Together, Agents Win Lawson, Roy Kellerman, Dave Powers, and I lifted the president’s lifeless body onto the gurney.

Three shots had been fired in Dealey Plaza. And the world stopped for four days.

24
Parkland Hospital
 

 

D
octors and nurses were everywhere—it was a blur of white coats—as we passed Trauma Room No. 2, where Governor Connally had been taken, and wheeled the president into Trauma Room No. 1. Mrs. Kennedy was holding on to the gurney, staring at her husband’s body, my coat still over his head and torso.

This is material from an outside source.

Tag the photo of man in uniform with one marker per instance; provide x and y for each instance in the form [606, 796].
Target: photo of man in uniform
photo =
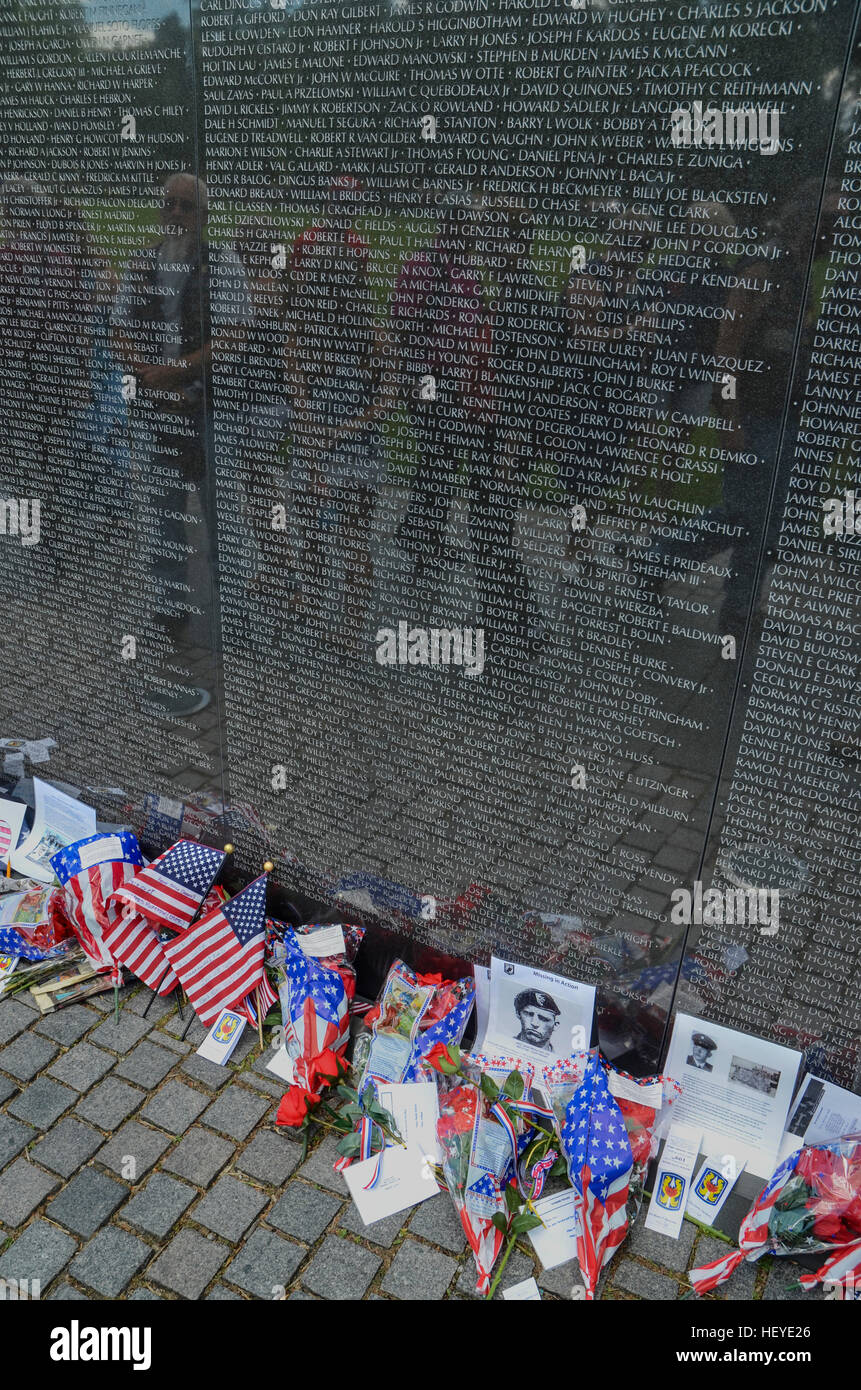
[537, 1015]
[701, 1051]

As someone reached to pull my coat off, I grabbed her firmly by the arm and said, “Mrs. Kennedy, let’s go wait outside.”

“No,” she said. “I’m staying in here with him.”

“Clint,” Roy Kellerman interrupted, “contact the White House. And keep the line open.”

I looked at Mrs. Kennedy, not wanting to leave her, but Kellerman was right. We had to let the White House know what had happened.

Paul Landis stood outside the door of the trauma room, while I found a telephone and dialed the number for the special switchboard in Dallas that would get me straight to the White House.

“This is Clint Hill. Give me Jerry Behn’s office in Washington and keep this line open.”

Just as Jerry Behn, the Special Agent in Charge of the White House Detail, answered, Roy Kellerman came out of the trauma room and grabbed the phone.

As Kellerman began to explain the horror of what had happened less than ten minutes before, a medic rushed out of the trauma room.

“Does anybody know the president’s blood type?”

“O. R-H positive,” Kellerman blurted out.

Just then, Mrs. Kennedy came out of the trauma room. Her face, still spattered with blood, was expressionless.

I strode over to her, afraid she might faint.

Landis called out, “Somebody get a chair for Mrs. Kennedy.”

There were agents and medical staff and policemen all over the place. People running around back and forth, in and out of the two trauma rooms. Somebody brought a chair and I said, “Mrs. Kennedy, sit down.”